Full review comments:

[P3] Align the empty-token dedupe comment — extensions/memory-core/src/dreaming-phases.ts:1399-1401
textSimilarity now falls back to normalized-string equality when both snippets tokenize to empty sets, but this comment says the helper returns 1 for any two empty inputs and removed the exact-match fallback.

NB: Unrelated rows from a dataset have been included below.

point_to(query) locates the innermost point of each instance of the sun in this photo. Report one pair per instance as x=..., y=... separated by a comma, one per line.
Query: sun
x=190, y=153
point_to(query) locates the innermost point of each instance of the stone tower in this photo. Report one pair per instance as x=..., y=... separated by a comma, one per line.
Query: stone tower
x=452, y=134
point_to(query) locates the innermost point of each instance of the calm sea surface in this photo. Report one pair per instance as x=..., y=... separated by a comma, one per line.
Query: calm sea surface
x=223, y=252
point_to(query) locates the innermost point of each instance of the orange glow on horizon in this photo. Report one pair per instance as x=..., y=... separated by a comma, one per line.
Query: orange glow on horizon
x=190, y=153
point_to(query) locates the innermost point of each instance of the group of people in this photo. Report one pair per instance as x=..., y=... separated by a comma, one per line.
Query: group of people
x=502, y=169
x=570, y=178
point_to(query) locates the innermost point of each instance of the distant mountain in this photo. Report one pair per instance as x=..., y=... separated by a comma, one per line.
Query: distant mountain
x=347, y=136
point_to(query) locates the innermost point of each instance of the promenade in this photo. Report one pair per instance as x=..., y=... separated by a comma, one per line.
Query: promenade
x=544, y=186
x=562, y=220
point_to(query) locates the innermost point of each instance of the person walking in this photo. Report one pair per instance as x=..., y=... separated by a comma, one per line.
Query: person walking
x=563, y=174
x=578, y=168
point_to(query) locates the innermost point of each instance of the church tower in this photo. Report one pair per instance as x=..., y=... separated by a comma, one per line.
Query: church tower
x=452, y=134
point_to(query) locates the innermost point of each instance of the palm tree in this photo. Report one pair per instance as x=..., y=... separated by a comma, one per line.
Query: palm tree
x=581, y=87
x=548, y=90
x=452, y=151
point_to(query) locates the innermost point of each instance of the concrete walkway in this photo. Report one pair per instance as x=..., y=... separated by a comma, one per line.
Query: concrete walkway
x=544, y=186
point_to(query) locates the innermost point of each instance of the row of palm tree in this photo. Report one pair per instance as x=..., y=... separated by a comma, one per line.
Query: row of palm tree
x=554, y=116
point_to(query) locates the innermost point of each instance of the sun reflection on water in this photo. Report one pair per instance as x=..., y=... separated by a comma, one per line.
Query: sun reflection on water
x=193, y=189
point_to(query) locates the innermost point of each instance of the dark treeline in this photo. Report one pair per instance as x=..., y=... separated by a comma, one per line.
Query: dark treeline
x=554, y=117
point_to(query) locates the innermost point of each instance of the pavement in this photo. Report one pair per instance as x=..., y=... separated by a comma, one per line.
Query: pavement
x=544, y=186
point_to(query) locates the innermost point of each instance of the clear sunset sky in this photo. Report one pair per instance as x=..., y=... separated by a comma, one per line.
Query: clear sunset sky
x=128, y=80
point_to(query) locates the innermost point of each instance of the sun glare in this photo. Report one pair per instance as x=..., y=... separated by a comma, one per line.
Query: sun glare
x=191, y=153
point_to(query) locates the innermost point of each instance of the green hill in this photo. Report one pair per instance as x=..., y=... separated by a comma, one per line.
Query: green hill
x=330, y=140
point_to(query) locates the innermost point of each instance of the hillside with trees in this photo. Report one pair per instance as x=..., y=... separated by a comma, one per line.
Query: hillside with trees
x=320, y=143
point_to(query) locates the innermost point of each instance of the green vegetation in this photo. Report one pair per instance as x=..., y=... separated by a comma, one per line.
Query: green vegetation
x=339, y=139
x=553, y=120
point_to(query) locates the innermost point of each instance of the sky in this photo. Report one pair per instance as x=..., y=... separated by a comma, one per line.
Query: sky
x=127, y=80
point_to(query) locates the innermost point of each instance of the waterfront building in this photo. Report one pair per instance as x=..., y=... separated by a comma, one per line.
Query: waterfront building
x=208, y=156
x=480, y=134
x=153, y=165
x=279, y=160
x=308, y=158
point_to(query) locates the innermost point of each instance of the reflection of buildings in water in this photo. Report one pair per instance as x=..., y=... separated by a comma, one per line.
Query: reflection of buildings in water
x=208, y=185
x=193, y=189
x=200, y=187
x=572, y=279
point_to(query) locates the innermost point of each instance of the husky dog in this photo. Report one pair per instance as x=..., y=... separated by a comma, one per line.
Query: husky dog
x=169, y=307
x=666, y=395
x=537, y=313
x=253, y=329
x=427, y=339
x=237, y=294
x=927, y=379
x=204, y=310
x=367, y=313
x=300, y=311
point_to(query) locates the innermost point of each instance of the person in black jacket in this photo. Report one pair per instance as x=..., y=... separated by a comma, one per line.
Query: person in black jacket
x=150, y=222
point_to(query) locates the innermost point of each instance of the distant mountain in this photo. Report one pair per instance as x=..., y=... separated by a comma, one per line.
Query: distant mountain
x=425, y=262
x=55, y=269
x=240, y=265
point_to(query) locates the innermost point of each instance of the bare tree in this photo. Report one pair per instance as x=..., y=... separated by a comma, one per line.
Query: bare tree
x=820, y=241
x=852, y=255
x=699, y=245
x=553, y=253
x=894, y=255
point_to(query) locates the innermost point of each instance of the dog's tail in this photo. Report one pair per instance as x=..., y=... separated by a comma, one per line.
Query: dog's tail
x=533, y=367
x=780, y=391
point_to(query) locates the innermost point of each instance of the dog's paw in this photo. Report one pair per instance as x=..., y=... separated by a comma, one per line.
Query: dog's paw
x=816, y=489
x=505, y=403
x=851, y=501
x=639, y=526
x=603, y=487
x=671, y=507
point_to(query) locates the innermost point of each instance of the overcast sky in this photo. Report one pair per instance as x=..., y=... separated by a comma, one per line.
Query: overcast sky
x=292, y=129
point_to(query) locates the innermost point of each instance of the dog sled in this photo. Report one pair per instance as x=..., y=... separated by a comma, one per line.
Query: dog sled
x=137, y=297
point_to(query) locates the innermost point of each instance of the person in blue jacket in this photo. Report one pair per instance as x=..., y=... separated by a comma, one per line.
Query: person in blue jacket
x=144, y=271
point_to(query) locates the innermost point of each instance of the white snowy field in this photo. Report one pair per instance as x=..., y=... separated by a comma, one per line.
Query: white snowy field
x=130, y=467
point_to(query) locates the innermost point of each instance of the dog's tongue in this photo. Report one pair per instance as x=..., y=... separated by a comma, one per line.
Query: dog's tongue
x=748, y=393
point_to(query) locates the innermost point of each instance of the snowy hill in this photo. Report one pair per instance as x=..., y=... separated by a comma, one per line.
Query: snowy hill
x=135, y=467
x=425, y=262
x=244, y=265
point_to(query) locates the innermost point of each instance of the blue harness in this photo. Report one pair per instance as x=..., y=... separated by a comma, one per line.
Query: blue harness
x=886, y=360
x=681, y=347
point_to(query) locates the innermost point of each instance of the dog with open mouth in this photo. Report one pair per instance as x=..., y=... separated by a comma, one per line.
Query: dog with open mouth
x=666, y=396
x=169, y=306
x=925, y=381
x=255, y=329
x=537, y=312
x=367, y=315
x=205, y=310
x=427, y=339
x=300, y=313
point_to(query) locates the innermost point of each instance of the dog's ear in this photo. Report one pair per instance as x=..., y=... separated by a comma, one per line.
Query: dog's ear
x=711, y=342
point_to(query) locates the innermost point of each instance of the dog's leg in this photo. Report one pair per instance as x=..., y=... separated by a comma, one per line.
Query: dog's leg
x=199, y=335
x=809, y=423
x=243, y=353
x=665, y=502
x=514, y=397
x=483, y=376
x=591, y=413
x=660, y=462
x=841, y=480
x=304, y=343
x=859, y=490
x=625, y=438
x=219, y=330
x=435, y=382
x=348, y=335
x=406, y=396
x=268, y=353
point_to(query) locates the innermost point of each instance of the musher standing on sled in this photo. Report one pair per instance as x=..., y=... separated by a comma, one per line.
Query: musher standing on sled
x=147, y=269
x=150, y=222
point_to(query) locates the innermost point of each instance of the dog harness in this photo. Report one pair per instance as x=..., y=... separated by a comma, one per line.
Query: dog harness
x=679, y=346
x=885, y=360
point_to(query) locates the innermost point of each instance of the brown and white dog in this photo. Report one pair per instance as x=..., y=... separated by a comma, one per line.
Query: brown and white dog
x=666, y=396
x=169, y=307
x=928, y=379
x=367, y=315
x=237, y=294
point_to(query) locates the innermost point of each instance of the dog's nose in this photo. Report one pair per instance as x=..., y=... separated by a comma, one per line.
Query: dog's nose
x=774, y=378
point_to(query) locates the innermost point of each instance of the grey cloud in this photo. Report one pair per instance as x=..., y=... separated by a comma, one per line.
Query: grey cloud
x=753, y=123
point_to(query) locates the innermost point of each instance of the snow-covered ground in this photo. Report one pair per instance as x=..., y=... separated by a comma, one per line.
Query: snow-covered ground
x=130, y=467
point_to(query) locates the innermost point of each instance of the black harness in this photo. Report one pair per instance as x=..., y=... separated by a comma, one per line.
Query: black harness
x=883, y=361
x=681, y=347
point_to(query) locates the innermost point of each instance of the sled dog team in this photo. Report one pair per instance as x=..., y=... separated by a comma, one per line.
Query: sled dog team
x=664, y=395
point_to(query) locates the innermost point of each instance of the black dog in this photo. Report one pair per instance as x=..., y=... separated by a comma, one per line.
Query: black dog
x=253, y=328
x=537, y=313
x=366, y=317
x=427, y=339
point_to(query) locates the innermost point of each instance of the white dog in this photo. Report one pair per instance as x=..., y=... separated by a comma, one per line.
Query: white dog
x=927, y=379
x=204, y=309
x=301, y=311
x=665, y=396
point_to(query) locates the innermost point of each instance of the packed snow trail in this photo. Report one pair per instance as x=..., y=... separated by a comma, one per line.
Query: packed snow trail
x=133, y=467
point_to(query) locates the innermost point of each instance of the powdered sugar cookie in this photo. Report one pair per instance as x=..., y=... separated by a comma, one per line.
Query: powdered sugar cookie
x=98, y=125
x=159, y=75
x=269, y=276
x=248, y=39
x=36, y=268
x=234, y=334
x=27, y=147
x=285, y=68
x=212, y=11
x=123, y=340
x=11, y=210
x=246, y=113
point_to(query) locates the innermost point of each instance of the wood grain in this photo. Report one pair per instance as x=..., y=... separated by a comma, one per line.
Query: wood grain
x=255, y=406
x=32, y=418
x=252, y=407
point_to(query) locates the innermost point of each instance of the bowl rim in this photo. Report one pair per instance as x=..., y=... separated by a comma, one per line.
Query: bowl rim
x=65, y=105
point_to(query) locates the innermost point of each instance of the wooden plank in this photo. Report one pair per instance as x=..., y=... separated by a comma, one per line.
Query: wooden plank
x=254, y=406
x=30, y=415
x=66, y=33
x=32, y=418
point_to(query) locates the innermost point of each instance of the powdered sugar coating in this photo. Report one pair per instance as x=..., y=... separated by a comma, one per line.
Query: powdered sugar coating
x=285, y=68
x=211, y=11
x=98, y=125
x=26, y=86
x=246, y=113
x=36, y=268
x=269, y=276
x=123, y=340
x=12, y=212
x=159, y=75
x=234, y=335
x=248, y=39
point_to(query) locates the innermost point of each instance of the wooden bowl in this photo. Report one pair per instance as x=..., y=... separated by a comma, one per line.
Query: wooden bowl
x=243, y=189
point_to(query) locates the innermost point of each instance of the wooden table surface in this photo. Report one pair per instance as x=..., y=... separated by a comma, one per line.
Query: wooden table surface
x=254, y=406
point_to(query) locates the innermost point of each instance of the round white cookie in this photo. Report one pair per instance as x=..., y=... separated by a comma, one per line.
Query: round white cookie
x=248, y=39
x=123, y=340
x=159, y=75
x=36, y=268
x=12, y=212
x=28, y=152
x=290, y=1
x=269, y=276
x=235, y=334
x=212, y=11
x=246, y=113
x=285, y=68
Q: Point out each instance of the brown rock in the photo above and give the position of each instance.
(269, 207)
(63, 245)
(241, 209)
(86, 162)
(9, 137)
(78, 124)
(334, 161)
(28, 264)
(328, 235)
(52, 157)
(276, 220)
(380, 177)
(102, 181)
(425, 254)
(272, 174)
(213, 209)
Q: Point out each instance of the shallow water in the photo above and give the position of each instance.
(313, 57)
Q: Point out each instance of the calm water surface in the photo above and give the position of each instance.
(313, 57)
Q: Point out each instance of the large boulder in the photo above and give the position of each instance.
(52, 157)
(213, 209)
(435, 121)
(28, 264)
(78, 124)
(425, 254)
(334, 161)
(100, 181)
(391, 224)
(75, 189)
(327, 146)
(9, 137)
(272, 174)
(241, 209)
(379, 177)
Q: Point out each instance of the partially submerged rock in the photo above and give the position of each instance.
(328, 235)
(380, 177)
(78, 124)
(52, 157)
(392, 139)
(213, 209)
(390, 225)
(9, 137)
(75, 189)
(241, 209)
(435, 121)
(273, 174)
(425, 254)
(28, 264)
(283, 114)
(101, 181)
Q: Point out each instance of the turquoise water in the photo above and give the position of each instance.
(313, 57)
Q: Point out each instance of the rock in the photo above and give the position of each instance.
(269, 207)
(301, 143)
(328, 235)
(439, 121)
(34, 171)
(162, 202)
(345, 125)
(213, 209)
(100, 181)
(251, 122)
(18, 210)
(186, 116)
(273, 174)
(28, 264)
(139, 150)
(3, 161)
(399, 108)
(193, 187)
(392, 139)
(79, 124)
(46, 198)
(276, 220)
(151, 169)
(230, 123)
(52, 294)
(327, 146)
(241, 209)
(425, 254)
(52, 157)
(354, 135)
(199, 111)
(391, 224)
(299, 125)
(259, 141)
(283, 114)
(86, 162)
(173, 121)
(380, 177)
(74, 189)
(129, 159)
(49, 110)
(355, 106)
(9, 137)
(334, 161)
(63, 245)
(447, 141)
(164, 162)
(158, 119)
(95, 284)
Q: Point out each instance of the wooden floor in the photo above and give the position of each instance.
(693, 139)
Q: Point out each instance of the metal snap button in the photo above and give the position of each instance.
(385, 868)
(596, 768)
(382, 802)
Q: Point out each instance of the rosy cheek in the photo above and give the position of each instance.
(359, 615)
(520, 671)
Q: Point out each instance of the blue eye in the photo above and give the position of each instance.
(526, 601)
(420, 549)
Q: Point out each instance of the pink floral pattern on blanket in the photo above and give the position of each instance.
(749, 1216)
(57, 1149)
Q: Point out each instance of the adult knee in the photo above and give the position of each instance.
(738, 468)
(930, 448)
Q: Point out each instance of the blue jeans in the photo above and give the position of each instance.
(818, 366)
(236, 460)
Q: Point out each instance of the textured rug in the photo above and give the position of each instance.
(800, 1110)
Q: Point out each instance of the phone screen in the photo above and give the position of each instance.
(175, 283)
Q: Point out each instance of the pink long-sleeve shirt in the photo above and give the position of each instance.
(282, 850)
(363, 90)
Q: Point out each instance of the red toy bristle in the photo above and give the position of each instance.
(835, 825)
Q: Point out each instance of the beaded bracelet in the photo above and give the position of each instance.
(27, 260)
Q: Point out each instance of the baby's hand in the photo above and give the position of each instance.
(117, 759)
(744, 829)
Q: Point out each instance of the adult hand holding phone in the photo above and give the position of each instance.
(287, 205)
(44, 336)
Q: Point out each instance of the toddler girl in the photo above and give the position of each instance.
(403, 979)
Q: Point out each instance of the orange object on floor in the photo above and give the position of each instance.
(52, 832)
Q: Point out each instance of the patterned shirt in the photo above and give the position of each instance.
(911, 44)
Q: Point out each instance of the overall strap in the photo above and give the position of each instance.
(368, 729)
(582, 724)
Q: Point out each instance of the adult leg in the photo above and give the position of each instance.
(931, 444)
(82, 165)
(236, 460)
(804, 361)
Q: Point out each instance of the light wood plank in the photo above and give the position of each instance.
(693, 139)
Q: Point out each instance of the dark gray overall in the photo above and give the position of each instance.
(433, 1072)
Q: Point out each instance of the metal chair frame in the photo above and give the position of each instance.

Please update it so future changes do not copy the wrong dedupe contract.
Confidence: 0.91

Overall correctness: patch is correct
Overall confidence: 0.86

What I checked:

Current main still has ASCII-only dreaming dedupe: Current main tokenizes dreaming snippets with split(/[^a-z0-9]+/i) and falls back to exact string equality when either token set is empty, which is the source-reproducible CJK failure this PR targets. (extensions/memory-core/src/dreaming-phases.ts:1395, 170f72d5a161)
Existing CJK-aware implementation is already in memory MMR: Current main's MMR tokenizer already extracts ASCII tokens plus CJK/Kana/Hangul unigrams and adjacent bigrams, making extraction into a shared helper a low-drift fix shape. (extensions/memory-core/src/memory/mmr.ts:37, 170f72d5a161)
PR routes dedupe through shared text similarity: At PR head, dedupeEntries calls snippetSimilarity, which is imported from the new shared tokenizer helper instead of using the local ASCII-only tokenizer. (extensions/memory-core/src/dreaming-phases.ts:1396, 84bcee94d833)
Empty-token regression is handled in the shared helper: At PR head, textSimilarity falls back to normalized-string equality only when both token sets are empty, preventing false merges for Cyrillic, Arabic, emoji-only, and punctuation-only snippets while leaving non-empty Jaccard behavior intact. (extensions/memory-core/src/memory/tokenize.ts:91, 84bcee94d833)
Focused regression coverage was added: The PR adds dreaming dedupe tests for pure CJK paraphrases, mixed CJK snippets sharing ASCII tokens, English paraphrases, unrelated short snippets, and MMR textSimilarity tests for non-CJK/non-ASCII empty-token inputs. (extensions/memory-core/src/dreaming-phases.test.ts:2997, 84bcee94d833)
PR still closes a broader open issue: Live PR metadata reports a closing reference to [Bug]: dreaming pipeline leaks raw candidate content into MEMORY.md and CJK dedup is ineffective in tokenizeSnippet #80613, while that issue remains open and fix(memory-core): treat dreaming fence marker lines as inside-fence in promotion guard (#80613) #83718 is an open separate PR for the promotion-fence leak half. (84bcee94d833)

Likely related people:

buyitsydney: Introduced the existing CJK/Kana/Hangul MMR tokenizer that this PR extracts and reuses. (role: adjacent tokenizer contributor; confidence: high; commits: 4b69c6d3f169; files: extensions/memory-core/src/memory/mmr.ts, extensions/memory-core/src/memory/mmr.test.ts)
obviyus: Authored recent daily memory re-ingestion work in dreaming-phases.ts and committed the CJK tokenizer change to main history. (role: recent dreaming area contributor; confidence: high; commits: 8faf91a2a8c9, 4b69c6d3f169; files: extensions/memory-core/src/dreaming-phases.ts, extensions/memory-core/src/memory/mmr.ts)
steipete: Recent memory-core changes touched the same dreaming-phase and promotion surfaces, including canonical daily-note handling and the lint sweep that affected this PR's test aliasing. (role: recent area contributor; confidence: medium; commits: e575325af6b4, 4f4d10863916; files: extensions/memory-core/src/dreaming-phases.ts)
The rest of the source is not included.